А вот Маша Бабушкина:
Господи, дай мне сил
Не сердиться на дураков
Не грустить из-за пустяков
Слабым помогать
И сильных не бояться
Красотой бездушной не пленяться
И вовеки верить в чудеса…

Маша в начале девяностых, прихватив троих детей, как-то полулегально, «на коровьих копытах и с медвежьим пометом» выехала во Францию. Вроде бы с ней все нормально.

Иван Бурмистров, юноша с задатками гения, тоже из нашей дачной компании. Экспериментировал со всякими растворчиками, которые внутривенно, потом увяз в вульгарнейшем алкоголизме, но выкарабкался. Кладет мозаичные иконы. Очень правильный и богомольный.

Видел кучу камней? Это домик пророка,
Он живет в нем с тех пор, как угасла заря.
Никому не разведать последнего срока,
Но мне кажется все же, они это зря…
/Пионеры молчат./ — Мальчик, будь осторожен!
Сук не нам выбирать, на котором висеть.
Твой заснеженный путь с двух сторон огорожен,
И судьба вроде ткани, а может, как сеть.
А не веришь — попробуй жить зло и задорно,
Развивай красным галстуком выю свою.
Барабаны — всерьез!
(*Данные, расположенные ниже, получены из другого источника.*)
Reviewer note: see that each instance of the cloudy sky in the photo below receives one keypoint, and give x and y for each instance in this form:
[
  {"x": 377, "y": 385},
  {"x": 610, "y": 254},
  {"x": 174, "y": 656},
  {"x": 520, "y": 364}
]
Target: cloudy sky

Стукачи, плюйте в горны!
Пионерская Зорге, на самом краю!

Или вот еще:

Долгий далекий свист; на улицах стремно.
Ночью в глазах трутся боками бревна.
Опасно стало внутри, да и ветер снаружи:
Муть поднимает со дна человеческой лужи.
Не кури и не пей. Плати, пробирайся к вере:
Те, кто на четвереньках, воют как звери.
Месяц враг на дворе, и вредно тягаться с судьбой.
Может, хоть к старости станешь самим собой.
Нет проблемы, как жить. Проблема, куда умереть.
Все искусства тщеславны: звенит лишь карманная медь.
Настоящие клады ждут молча в течение века,
Чтоб, как сосулька,
Сразить по башке
Человека.

Молодец, Иван Бурмистров. А напомни тебе теперь про эти стихи — небось удивишься.
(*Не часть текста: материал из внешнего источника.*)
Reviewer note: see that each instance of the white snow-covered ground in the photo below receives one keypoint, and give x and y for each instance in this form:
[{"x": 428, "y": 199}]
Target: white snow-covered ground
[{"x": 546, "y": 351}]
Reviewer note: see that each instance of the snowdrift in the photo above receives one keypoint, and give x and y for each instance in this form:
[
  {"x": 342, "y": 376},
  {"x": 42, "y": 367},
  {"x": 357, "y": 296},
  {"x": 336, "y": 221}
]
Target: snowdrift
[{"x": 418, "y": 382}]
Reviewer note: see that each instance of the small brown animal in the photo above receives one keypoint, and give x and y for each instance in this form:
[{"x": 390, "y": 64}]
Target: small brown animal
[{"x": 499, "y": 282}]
А это что за «не в лад, невпопад»? Это я, сиротка:

Он пробыл полдня в сентябре,
Изждался, устал и промок.
Он долго стоял на мосту,
На черную воду смотрел.
Ноябрь головою качал,
В лицо ему заглянув.
Он по полю долго шел.
Он пел, а потом молчал.
О чем-то шептал апрель,
Он спал и кричал во сне:
Просил, отрицал, стонал…
Таилась в углах темнота.
В четыре утра в декабре
Он сел и открыл глаза.
Напротив светилось окно.
Он думал, что всех простит.

К чему или к кому это имело отношение, уже не вспомнить.

Вот вы и нашлись, стихи, читанные в комнате с плакатом на окне.
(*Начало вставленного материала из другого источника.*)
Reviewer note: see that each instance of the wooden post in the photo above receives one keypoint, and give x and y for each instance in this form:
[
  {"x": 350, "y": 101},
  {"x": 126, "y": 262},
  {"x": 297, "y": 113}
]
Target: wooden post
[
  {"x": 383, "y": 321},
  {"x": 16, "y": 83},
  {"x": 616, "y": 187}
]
Листаю, надеясь найти хоть что-то еще оттуда, букву, номер телефона, закорючку, карандашную отметину. Чья это книжка? Как она попала сюда?

— Вот, это я куплю.

— Мне жаль, но то есть немножко невозможно, — с польско-сербско-американским акцентом говорит длиннозубый юноша на кассе. — То есть под заклад, человек закладывал за деньги и придет повыкупить.

— Сколько же он получил?

— Петдесят долларов.

— Я дам вам больше. Я автор. Вот, это мои стихи.

— Приятно, но то есть невозможно до следующего петка.

Самолет в четверг.

— Till Friday, see? Он обещался, что приходит у петок, наплатит и возьмет назад.

— Давно он ее заложил?

— Прошла седмица.

— А если не придет?

— Ми све его добро знамо. Всегда даем покушать. Русский. Константин.

Креативный продюсер. Пятьдесят долларов. Деньжищи.

На его мобильном сонный голос автоответчика говорил по-испански.

«Пор фавор…» Это что? «Пожалуйста»? Пожалуйста, оставьте сообщение?

Костик…

Конечно, ты лучше сдохнешь здесь под забором, чем признаешься, что ничего не получилось, не вышло. Но давай попробуем обойтись без подыхания. Давай ты приедешь к нам ко всем как бы в гости. Разве плохо? По-моему, замечательно. Мы отведем тебя на речку и в лес. В кусочек леса и на уцелевший краешек речки. Там хорошо.

Если твоя мама заартачится и не пустит тебя, то я подарю тебе дом в деревне. Любой брошенный дом — твой. Заходи и живи.

А помнишь?.. А правда же?..

«Пор фавор…» Бииип…

«Число, срочно перезвони мне по очень важному делу. Я улетаю в четверг. Жду звонка. Зыкина дура».

Оставила сообщение и загрустила, в вонючем «дели», за столиком у окошка, грея руки о бумажный стакан с плохим кофе, отвернувшись от посетителей. Ясно, что Число не перезвонит. А где он живет? Где ночует? С какими такими людьми он хотел меня познакомить? Где его искать? И в общем-то, главное — зачем?